I am trying to understand the identity in 2.6 of the following article, in which we have random variables $X \in \mathbb{R}, Y\in \mathbb{R}$ and $Z \in \mathbb{R}^{p-1}$. They define the conditional mean function $$ \mu^* := \mu^*(X,Z) = \mathbb{E}[Y|X,Z] $$ and some estimate of $\mu^*$, denoted $\mu := \mu(X,Z)$. They then claim that \begin{align*} \mathbb{E} [\text{Cov}(\mu^*, \mu|Z)] = \mathbb{E}[Y(\mu - \mathbb{E}[\mu|Z])] \end{align*} which I would like to prove. Using the law of iterated covariances, we have for random variables $A,B,C$ \begin{align*} \text{Cov}(A,B) = \mathbb{E}(\text{Cov}(A,B|C)) - \text{Cov}(\mathbb{E}(A|C), \mathbb{E}(B|C)), \end{align*} and so we can rewrite \begin{align*} \mathbb{E} [\text{Cov}(\mu^*, \mu|Z)] &= \text{Cov}(\mu, \mu^*) + \text{Cov}((\mathbb{E}(\mu^*|Z), \mathbb{E}(\mu|Z))) \end{align*}
Then, considering the terms separately. We have \begin{align*} \text{Cov}(\mu, \mu^*) &= \mathbb{E} ( \mathbb{E}[Y|X,Z] \mu) - \mathbb{E}[\mathbb{E}[Y|X,Z]] \mathbb{E}[\mu]\\ &=\mathbb{E}[Y \mu] - \mathbb{E}[Y]\mathbb{E}[\mu] \end{align*} For the second term, we have \begin{align*} \text{Cov}((\mathbb{E}(\mu^*|Z), \mathbb{E}(\mu|Z))) &=\mathbb{E}( \mathbb{E}[\mu^*|Z] \mathbb{E}[\mu|Z]) - \mathbb{E}[\mathbb{E}[\mu^*|Z]]\mathbb{E}[\mathbb{E}[\mu|Z]]\\ &=\mathbb{E}( \mathbb{E}[Y|Z] \mathbb{E}[\mu|Z]) - \mathbb{E}[\mathbb{E}[Y|Z]]\mathbb{E}[\mathbb{E}[\mu|Z]]\\ &=\mathbb{E}( Y \mathbb{E}[\mu|Z]) - Y\mathbb{E}[\mathbb{E}[\mu|Z]]\\ &=\mathbb{E}( Y \mathbb{E}[\mu|Z]) - Y\mathbb{E}[\mu]\\ \end{align*}
So putting these together yields \begin{align*} \mathbb{E}[Y \mu] - \mathbb{E}[Y]\mathbb{E}[\mu] +\ \mathbb{E}( Y \mathbb{E}[\mu|Z]) - Y\mathbb{E}[\mu] \end{align*} which doesn't give the right answer. Can someone point out where I've gone wrong, or suggest an easier proof?
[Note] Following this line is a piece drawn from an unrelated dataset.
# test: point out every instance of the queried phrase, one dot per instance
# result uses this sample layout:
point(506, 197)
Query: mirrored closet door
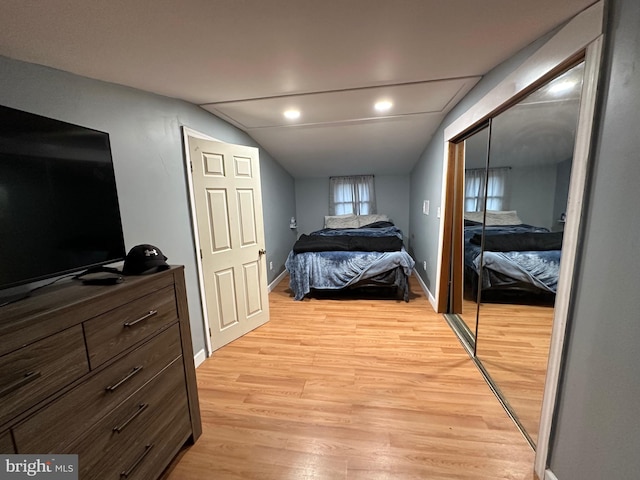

Your error occurs in simplification of the expression $$\mathbb{E}( \mathbb{E}[Y|Z] \mathbb{E}[\mu|Z]) - \mathbb{E}[\mathbb{E}[Y|Z]]\mathbb{E}[\mathbb{E}[\mu|Z]].$$ The first factor in the rightmost term simplifies to $\mathbb{E}[Y]$, not $Y$. Fixing this should yield the claimed result.
A quicker proof applies the definition of covariance, but conditioned on $Z$: $$ \operatorname{Cov}(\mu,\mu^*\mid Z)=\mathbb{E}(\mu^*\mu\mid Z) - \mathbb{E}(\mu^*\mid Z)\mathbb{E}(\mu\mid Z).$$ Taking expectation of both sides yields $$\mathbb{E}[\operatorname{Cov}(\mu,\mu^*\mid Z)]=\mathbb{E}[Y\mu]-\mathbb{E}[Y\mathbb{E}[\mu\mid Z)],$$ using the same arguments as you've made, but avoiding having to add and subtract $\mathbb{E}[Y]\mathbb{E}[\mu]$.